Objective
The objective of this document to provide development guidelines for contributors to Pig project.
Error Handling
There are several types of errors in Pig:
User Errors. This includes invalid syntax, working with non-existent data, referring to non-existent relationships, etc. The desired behavior should be to show a meaningful error message to the user and abort the processing. (This does not mean that in the interactive shell we exit though.)
Internal Errors. This are internal problems with pig code that would be handled with asserts in languages like C/C++. An example would be a unchecked NULL pointer. The desired behavior is to notify the user of the failure and to log the stack trace to the client side log file.
Frontend Errors. This are the errors that occur on the Pig client. An example is for instance failure to connect to HOD or access metadata repository when we add support for that.
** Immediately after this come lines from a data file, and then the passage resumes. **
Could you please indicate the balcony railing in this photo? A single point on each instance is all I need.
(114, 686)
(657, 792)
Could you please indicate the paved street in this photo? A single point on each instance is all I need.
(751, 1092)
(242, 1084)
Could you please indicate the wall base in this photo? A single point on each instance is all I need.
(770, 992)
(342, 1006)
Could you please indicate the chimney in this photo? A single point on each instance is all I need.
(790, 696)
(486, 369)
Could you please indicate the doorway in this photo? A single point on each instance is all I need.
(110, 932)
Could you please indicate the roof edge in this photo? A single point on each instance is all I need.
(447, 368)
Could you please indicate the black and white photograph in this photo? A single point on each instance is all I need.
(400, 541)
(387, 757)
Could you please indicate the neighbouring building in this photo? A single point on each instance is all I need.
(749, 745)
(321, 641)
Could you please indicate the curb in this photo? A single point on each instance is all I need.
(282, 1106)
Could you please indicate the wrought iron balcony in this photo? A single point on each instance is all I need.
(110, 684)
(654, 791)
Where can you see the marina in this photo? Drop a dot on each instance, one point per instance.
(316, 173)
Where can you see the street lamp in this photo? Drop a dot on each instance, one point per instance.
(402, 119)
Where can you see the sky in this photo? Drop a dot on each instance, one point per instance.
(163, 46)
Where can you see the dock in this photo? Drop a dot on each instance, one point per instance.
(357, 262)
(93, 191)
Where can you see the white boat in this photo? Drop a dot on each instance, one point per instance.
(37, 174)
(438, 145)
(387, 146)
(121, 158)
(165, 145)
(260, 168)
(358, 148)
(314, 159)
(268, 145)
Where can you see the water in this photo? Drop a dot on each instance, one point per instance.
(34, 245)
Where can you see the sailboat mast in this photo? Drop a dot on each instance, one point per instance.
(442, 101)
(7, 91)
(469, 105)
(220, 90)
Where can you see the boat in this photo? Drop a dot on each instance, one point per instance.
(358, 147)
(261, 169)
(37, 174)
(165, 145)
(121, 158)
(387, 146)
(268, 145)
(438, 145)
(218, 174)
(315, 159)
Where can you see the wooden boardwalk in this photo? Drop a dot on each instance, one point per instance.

The proper behavior in this case would be to retry a few times and then to the same handling as for Internal Errors.
Backend Errors. This are the errors that happened on the backend during the course of the program execution. An example would be failure to read a DFS file. The desired behavior in this case is to propagate the error from the backend to the frontend and then perform the processing similar to the internal error.
It is helpful to be able to separate different types of errors in our code. Here is the proposal on how to handle them:
For User Errors, throw ParseException that contains meaningful message. For batch and interactive processing, catch the exception in Grunt and log the exception message to stderr. The same can be done with the developer in the embedded case. In debug mode, log the exception stack into the client side log.
For Internal Errors, throw RuntimeException or its derivation. Catch the exception in main, log it, including the stack, to the client side log. Write failure message to stderr pointing to the log file.
For Frontend Errors, throw newly created FrontendException that is a subclass of RuntimeException. Catch the exception in main, log it, including the stack, to the client side log. Write failure message to stderr pointing to the log file. In the future, we might find it useful to further subdivide this errors in which case we might subclass the FrontendException class.
For Backend Errors there will need to be backend specific way to get the error from the backend to the frontend. Once this is done, log the error into client side log file and throw ExecuteException. Catch the exception in main, log it, including the stack, to the client side log. Write failure message to stderr pointing to the log file.